Seeking Information with RAG-Assistants: Does Model Size Matter in Human-AI Collaborations?
arXiv:2605.00964v1 Announce Type: cross
Abstract: Much research on LLMs has focused on increasing benchmark performance. However, the evaluation of such models in real-world collaborative human-AI workflows has stayed behind. This work evaluates a chatbot-style assistant based on Retrieval-Augmented Generation (RAG) in a realistic multi-turn information-seeking scenario inspired by workplace settings where compliance with local legislation and secure handling of sensitive data are often key. Specifically, we examine the performance of humans (N=112) assisted by RAG-assistants compared to LLM-only or LLM+RAG baselines. In this setting, we investigate how underlying model size (3B, 8B, and 70B) shapes the human-AI collaborative dynamic and how it influences perceived usability and satisfaction. Results show that the performance gain of human-AI collaboration over the model-only baselines is significant, irrespective of model size, suggesting that hybrid systems are beneficial in information-seeking scenarios.

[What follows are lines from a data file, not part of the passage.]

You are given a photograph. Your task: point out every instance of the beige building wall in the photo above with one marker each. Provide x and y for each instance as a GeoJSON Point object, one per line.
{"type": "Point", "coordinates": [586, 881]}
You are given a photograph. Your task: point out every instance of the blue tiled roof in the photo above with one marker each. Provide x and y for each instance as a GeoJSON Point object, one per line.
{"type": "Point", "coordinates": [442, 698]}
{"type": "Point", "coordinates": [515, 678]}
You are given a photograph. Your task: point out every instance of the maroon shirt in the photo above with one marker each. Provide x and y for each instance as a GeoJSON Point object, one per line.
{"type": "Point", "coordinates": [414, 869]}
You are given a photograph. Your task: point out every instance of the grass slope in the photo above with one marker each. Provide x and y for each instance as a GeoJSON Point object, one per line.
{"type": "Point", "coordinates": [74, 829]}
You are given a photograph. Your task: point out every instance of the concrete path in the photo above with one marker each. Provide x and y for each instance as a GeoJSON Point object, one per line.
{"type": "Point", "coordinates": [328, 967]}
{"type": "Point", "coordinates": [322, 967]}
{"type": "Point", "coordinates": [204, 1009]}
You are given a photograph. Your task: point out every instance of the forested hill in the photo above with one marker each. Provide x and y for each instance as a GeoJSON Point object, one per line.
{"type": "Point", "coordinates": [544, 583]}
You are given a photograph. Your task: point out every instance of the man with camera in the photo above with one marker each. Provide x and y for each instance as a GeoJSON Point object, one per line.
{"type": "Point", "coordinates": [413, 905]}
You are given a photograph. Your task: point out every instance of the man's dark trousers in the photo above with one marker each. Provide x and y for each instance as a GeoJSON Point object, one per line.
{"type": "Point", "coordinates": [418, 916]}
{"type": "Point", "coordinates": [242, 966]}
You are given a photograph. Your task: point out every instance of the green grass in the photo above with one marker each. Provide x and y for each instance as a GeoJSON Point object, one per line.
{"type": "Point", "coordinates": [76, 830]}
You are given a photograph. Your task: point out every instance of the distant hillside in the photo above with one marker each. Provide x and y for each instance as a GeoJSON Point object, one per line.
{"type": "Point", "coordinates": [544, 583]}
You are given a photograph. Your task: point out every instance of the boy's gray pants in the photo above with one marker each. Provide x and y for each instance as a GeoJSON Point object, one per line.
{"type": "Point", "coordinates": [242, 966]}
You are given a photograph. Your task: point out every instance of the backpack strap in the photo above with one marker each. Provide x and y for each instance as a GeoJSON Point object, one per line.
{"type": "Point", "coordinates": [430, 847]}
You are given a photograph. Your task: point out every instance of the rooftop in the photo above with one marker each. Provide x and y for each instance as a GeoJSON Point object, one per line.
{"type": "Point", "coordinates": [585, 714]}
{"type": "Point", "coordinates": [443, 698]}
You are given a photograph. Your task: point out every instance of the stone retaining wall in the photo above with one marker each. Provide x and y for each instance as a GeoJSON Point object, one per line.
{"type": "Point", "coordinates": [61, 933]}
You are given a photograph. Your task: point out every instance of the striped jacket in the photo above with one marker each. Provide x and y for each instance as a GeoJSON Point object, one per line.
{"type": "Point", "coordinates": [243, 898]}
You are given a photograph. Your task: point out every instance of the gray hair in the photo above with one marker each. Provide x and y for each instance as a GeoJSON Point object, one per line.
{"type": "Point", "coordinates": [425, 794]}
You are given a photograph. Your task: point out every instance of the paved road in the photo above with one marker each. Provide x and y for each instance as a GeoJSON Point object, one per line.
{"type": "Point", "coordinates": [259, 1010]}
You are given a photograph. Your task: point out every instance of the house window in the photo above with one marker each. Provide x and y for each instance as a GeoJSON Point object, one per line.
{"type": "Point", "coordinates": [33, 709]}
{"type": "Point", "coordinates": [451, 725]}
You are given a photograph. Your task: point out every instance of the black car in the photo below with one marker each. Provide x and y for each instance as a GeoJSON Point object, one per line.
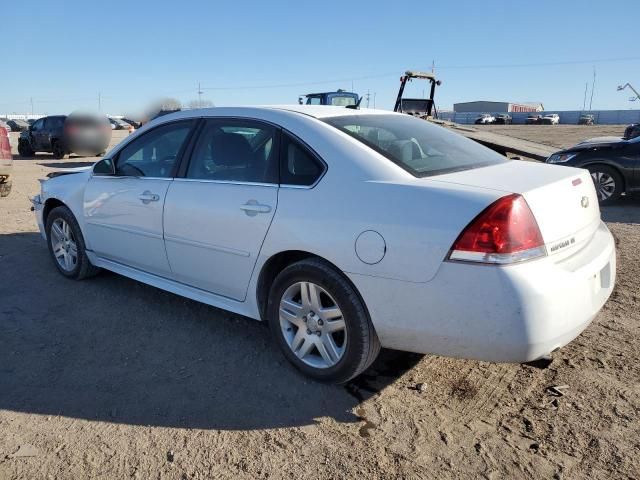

Interestingly, however, perceived usability and satisfaction among participants showed little difference across model sizes. This demonstrates a nuanced trade-off between model size, performance, and user perception. Our work highlights the added value of evaluating AI applications in actual multi-turn interactions with human users, looking at usability and satisfaction besides accuracy, rather than focusing on benchmark performance only.